Use 000 (no protection)
Assume all systems have same umask
Forget umask only affects new files
Rely on umask for security alone
Change system defaults without testing
Ignore umask in security audits
Forget services have separate umask
Set overly restrictive for collaboration

Remember: umask is just one part of file security. Combine with proper ownership, ACLs, SELinux, and principle of least privilege.

Let me summarize best practices for umask. Understand your organization's security policy - many have specific umask requirements. Use 022 for typical shared systems where files should be readable. Use 077 when handling sensitive data that should be private. Always set umask explicitly in scripts that create files. Do not rely on the environment having the right value. Test umask changes in a safe environment before deploying to production. An overly restrictive umask can break applications. Verify permissions after creating files, especially when using a new umask setting. Document any non-standard umask configurations so others understand why. Do not use 000 - there is almost no legitimate reason for world-writable files. Do not assume all systems have the same umask - verify. Remember umask only affects new files, not existing ones. Do not rely solely on umask for security - use proper ownership, ACLs when needed, and SELinux. umask is one layer in defense in depth.

Key Takeaways

umask: Removes permissions from defaults. Files start at 666, directories at 777. umask specifies what to subtract.

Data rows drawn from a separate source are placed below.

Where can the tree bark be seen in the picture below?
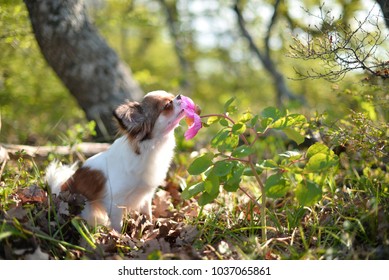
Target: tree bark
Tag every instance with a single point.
(384, 5)
(82, 59)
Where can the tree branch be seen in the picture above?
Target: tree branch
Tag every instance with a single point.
(384, 5)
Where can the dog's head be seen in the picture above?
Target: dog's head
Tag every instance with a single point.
(155, 117)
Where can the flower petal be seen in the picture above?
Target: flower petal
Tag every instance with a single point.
(193, 119)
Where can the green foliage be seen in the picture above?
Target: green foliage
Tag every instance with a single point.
(301, 173)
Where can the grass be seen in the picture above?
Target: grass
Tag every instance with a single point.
(351, 221)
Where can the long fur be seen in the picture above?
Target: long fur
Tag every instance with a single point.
(126, 175)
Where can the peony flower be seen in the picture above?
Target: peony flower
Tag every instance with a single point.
(192, 117)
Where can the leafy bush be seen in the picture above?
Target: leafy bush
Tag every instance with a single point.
(234, 157)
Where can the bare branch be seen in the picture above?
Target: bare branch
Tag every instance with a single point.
(341, 49)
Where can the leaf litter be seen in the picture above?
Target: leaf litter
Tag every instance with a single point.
(37, 226)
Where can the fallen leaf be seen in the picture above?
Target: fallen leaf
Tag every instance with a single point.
(32, 194)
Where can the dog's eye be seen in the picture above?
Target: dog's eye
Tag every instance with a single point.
(168, 106)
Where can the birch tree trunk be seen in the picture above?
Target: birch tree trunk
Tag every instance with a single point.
(82, 59)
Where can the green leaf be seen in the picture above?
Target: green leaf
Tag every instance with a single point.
(229, 143)
(268, 164)
(207, 198)
(201, 164)
(211, 184)
(254, 120)
(222, 168)
(276, 186)
(292, 155)
(272, 112)
(233, 181)
(318, 148)
(224, 122)
(242, 151)
(212, 120)
(289, 121)
(321, 162)
(308, 193)
(228, 107)
(246, 117)
(238, 128)
(220, 137)
(294, 135)
(193, 190)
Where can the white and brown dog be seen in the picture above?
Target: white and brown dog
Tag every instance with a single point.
(126, 175)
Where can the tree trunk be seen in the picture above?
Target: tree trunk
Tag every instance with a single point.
(384, 5)
(82, 59)
(283, 93)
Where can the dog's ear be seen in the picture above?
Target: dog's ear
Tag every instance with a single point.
(132, 120)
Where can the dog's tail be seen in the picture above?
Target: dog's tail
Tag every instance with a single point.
(57, 174)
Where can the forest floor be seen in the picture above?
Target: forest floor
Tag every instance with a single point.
(37, 225)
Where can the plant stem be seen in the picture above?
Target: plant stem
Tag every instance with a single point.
(252, 167)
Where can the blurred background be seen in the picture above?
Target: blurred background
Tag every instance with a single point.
(255, 50)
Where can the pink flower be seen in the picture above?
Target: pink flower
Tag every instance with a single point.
(192, 117)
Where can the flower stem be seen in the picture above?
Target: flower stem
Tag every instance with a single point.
(252, 167)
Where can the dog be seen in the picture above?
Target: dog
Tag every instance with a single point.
(125, 176)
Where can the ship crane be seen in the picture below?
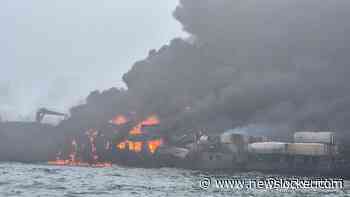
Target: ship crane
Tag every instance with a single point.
(40, 114)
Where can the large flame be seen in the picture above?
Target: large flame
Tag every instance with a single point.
(150, 121)
(73, 157)
(137, 146)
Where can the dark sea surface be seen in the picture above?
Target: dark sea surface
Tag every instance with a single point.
(43, 180)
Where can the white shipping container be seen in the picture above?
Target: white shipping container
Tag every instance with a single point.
(231, 137)
(268, 148)
(314, 137)
(309, 149)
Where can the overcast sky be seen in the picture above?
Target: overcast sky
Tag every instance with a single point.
(53, 53)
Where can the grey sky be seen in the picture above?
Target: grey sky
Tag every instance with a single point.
(53, 53)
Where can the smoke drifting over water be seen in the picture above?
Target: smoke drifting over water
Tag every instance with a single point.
(277, 65)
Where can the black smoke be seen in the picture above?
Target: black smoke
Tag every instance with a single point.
(272, 66)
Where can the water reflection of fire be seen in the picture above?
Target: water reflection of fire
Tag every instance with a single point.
(77, 147)
(74, 158)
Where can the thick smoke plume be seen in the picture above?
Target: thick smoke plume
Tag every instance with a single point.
(274, 66)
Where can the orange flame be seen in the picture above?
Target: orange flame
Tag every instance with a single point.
(150, 121)
(153, 145)
(119, 120)
(73, 159)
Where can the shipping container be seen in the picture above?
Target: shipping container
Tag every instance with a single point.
(310, 149)
(315, 137)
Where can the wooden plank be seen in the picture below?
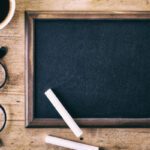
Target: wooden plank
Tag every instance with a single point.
(16, 137)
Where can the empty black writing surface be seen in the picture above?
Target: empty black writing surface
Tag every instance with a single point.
(97, 68)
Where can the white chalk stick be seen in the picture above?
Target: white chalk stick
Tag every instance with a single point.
(64, 113)
(68, 144)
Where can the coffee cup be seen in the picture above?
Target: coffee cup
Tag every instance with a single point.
(7, 10)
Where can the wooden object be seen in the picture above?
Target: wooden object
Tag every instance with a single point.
(68, 144)
(12, 96)
(115, 71)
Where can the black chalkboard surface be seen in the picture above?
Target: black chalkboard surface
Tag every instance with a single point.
(98, 68)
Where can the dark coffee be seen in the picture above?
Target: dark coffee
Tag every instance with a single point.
(4, 9)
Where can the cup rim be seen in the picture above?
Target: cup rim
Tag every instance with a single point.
(12, 7)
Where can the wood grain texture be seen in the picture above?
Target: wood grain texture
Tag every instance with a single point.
(15, 136)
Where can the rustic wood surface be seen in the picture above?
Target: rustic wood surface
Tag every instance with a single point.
(15, 136)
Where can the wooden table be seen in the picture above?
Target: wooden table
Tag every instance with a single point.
(16, 136)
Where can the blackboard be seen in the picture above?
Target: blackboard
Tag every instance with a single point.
(98, 68)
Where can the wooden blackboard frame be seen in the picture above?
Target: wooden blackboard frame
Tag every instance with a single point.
(30, 121)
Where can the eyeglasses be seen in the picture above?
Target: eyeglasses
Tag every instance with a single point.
(3, 118)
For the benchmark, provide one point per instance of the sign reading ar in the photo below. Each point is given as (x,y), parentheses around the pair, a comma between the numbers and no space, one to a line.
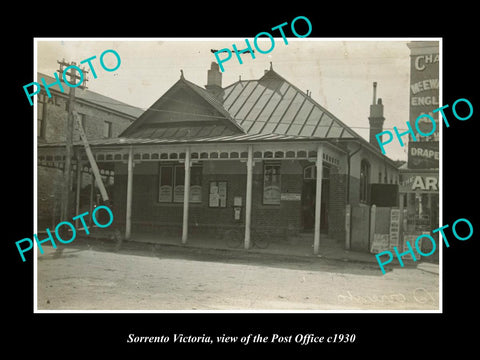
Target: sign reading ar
(425,183)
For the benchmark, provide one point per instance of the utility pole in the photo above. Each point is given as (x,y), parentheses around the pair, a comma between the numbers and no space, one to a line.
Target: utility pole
(67,170)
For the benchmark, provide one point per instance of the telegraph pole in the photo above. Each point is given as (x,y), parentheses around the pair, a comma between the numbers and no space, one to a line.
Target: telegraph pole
(67,170)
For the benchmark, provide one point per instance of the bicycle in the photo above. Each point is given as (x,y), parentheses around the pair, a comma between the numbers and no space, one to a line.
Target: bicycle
(235,238)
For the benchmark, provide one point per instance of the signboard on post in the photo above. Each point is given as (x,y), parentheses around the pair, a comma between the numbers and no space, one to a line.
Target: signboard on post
(423,155)
(424,98)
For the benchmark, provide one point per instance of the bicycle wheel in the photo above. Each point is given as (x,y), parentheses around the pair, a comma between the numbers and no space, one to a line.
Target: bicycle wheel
(261,239)
(233,238)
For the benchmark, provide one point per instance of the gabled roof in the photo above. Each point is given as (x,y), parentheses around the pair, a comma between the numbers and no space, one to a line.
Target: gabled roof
(185,111)
(271,104)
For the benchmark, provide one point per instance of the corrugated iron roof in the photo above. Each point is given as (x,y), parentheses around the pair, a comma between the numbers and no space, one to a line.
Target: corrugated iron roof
(273,105)
(212,139)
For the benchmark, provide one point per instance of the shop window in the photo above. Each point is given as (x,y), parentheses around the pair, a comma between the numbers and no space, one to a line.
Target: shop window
(172,183)
(364,180)
(271,184)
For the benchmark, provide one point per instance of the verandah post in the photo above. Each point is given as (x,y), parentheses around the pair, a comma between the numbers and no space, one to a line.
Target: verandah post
(186,196)
(248,197)
(318,198)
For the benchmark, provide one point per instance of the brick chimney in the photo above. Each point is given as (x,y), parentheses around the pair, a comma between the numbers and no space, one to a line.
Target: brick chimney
(214,82)
(376,118)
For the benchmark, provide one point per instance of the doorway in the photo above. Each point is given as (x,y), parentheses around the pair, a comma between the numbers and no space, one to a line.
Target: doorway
(309,197)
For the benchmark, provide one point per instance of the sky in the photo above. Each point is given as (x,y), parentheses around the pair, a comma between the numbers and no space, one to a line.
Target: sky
(339,73)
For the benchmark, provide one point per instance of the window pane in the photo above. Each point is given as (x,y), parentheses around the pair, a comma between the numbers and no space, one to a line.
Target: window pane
(271,185)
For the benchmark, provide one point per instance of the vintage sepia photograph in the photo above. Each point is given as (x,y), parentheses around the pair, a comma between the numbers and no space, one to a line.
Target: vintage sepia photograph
(274,181)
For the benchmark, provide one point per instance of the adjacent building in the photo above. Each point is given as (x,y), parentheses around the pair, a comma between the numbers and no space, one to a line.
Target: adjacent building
(102,118)
(420,183)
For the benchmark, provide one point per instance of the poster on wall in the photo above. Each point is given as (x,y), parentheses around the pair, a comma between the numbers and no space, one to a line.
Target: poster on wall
(178,193)
(217,194)
(165,194)
(195,193)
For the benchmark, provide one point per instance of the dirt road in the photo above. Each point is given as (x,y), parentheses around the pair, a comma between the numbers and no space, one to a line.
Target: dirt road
(145,277)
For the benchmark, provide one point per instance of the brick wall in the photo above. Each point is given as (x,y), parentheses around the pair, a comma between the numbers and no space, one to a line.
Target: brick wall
(50,180)
(55,123)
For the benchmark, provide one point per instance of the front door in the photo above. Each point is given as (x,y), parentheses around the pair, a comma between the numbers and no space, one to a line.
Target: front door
(309,197)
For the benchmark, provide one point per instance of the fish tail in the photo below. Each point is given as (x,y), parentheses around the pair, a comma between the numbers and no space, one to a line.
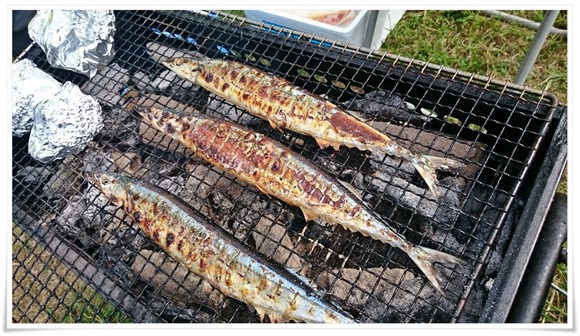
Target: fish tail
(425,168)
(425,257)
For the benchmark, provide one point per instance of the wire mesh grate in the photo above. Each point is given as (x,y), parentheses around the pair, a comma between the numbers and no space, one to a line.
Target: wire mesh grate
(53,203)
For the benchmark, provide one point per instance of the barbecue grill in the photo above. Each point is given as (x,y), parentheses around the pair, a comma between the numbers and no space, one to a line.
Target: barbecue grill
(491,213)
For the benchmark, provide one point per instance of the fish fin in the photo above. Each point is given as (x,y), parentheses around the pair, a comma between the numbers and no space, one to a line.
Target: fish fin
(424,259)
(350,188)
(325,144)
(263,191)
(427,172)
(309,283)
(443,163)
(274,125)
(309,215)
(276,318)
(261,313)
(322,143)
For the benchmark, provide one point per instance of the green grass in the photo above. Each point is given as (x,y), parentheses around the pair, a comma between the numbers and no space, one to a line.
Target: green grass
(473,42)
(44,290)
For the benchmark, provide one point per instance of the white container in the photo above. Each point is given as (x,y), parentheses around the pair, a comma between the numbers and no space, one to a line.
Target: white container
(354,33)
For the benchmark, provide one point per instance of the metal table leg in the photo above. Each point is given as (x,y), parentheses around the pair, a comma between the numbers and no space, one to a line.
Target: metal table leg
(536,46)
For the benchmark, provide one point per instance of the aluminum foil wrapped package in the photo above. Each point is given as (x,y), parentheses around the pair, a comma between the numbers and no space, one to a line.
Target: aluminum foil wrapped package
(30,87)
(76,40)
(64,124)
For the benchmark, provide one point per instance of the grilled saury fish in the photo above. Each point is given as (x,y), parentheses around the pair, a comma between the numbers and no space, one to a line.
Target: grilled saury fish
(212,253)
(277,171)
(286,106)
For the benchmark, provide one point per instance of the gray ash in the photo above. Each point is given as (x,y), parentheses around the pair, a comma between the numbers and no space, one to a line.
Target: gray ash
(374,281)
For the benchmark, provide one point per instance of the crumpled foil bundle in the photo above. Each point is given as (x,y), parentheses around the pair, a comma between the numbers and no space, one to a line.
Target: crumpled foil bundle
(76,40)
(30,87)
(64,124)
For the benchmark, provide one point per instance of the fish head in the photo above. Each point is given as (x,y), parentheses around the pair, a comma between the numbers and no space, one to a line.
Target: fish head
(187,68)
(113,186)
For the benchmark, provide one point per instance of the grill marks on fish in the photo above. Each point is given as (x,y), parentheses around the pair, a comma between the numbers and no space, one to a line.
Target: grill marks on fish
(286,106)
(212,253)
(251,157)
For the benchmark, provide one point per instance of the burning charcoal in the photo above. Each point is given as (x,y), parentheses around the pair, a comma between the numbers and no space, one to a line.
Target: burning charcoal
(115,228)
(273,241)
(107,84)
(169,78)
(152,137)
(199,173)
(64,125)
(443,210)
(353,285)
(65,180)
(172,185)
(30,87)
(127,163)
(33,175)
(97,159)
(119,125)
(166,274)
(386,106)
(160,52)
(142,82)
(217,107)
(83,212)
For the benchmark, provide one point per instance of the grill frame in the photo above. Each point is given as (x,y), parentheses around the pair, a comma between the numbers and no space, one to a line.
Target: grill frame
(429,69)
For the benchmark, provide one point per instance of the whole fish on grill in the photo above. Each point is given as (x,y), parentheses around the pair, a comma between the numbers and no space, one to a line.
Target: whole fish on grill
(212,253)
(277,171)
(286,106)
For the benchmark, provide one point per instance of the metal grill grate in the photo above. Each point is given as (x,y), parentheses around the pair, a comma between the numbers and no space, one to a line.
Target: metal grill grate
(376,283)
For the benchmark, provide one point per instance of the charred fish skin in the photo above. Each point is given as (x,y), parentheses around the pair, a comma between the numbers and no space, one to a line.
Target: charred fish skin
(277,171)
(286,106)
(212,253)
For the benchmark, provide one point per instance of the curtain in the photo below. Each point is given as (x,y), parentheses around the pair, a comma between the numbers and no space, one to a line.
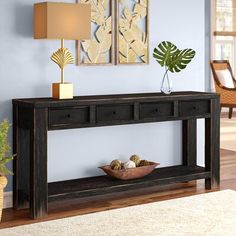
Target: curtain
(225,15)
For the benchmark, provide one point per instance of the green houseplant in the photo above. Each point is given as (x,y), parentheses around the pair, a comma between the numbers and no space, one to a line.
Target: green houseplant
(173,60)
(4,159)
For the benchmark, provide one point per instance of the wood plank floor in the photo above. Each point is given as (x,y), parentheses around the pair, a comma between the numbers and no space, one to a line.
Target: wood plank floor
(12,217)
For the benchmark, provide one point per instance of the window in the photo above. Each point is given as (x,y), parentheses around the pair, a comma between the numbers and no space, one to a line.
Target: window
(225,40)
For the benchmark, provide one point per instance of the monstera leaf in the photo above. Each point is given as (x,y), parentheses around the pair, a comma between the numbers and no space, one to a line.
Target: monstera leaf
(175,60)
(164,51)
(180,60)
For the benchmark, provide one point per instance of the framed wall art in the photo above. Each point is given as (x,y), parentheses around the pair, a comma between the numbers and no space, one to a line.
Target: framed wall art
(120,33)
(132,32)
(99,50)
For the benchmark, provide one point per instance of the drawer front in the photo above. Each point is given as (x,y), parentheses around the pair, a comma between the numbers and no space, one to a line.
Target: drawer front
(109,113)
(78,115)
(194,108)
(155,110)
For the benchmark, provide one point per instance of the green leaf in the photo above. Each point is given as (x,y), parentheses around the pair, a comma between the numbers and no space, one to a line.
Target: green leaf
(5,171)
(4,148)
(163,52)
(180,60)
(175,60)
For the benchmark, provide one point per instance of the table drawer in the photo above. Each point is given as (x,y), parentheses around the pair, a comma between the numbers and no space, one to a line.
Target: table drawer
(194,108)
(155,110)
(77,115)
(119,112)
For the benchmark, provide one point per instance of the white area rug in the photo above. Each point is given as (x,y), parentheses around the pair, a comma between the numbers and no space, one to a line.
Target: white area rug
(205,214)
(228,134)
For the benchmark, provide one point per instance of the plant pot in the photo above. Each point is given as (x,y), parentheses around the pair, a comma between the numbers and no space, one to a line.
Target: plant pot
(3,184)
(166,84)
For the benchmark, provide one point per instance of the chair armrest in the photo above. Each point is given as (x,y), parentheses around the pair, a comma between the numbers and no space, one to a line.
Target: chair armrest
(227,95)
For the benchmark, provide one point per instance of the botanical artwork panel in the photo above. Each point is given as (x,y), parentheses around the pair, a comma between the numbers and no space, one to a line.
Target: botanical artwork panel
(132,32)
(99,49)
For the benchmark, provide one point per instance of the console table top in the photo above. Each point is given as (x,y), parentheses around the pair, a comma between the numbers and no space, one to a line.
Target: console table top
(114,98)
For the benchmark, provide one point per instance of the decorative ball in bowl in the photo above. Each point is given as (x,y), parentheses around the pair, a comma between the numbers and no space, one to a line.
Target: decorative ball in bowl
(133,169)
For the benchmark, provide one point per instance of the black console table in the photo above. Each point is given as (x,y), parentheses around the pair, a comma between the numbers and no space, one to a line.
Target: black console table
(32,118)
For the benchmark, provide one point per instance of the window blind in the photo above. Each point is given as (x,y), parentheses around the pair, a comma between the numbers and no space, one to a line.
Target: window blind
(225,15)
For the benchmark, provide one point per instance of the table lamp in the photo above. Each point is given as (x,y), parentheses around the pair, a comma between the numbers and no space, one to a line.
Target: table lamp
(54,20)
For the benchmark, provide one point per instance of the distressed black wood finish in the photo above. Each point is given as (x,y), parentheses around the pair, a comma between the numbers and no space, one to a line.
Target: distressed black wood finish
(38,163)
(86,187)
(189,138)
(32,118)
(212,148)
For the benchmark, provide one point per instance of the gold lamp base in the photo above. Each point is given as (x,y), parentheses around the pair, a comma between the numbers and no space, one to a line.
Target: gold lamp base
(62,91)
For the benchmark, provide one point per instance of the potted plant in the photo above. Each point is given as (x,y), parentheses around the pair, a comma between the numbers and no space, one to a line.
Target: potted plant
(173,59)
(4,159)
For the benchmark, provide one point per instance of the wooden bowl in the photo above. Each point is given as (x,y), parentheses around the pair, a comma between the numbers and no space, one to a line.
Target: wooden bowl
(132,173)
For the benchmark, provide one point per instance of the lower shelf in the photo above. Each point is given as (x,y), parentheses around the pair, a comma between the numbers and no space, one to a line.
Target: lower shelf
(104,184)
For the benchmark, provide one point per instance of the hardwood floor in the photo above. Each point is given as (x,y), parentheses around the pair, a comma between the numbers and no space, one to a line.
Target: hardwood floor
(12,217)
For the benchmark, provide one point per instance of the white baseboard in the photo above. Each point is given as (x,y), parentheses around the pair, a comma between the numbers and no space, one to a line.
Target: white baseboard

Calculate: File = 666 − umask, Directory = 777 − umask. Common: 022→644/755, 077→600/700.

Set: Temporary: umask 027. Permanent: add to ~/.bashrc or /etc/profile.d/.

Verify: Use ls -l or stat to confirm permissions. Test before production deployment.

LAB EXERCISES

Display current umask in octal and symbolic forms
Calculate expected permissions for umask 027
Create files with different umask values and verify
Set temporary umask and observe file creation
Configure permanent umask in ~/.bashrc
Use subshell technique for one-off permission changes

Next: Special Permissions (setuid, setgid, sticky bit)

Let me summarize the key points about umask. umask determines default permissions by removing permissions from base values. Files have a base of 666 (no execute), directories have 777 (with execute). The umask value specifies which permission bits to remove. For calculation, subtract umask from the base. With umask 022, files get 644 (readable by all, writable by owner) and directories get 755 (accessible by all, modifiable by owner only). With umask 077, both files and directories are accessible only by owner. To set umask temporarily, just run the umask command with the value. For permanent settings, add to shell profile files: ~/.bashrc for personal settings, /etc/profile.d/ for system-wide settings. Always verify permissions on created files using ls -l or stat. Do not assume - check. Test umask changes before deploying to production systems. Your lab exercises provide hands-on practice with displaying, calculating, setting, and verifying umask values.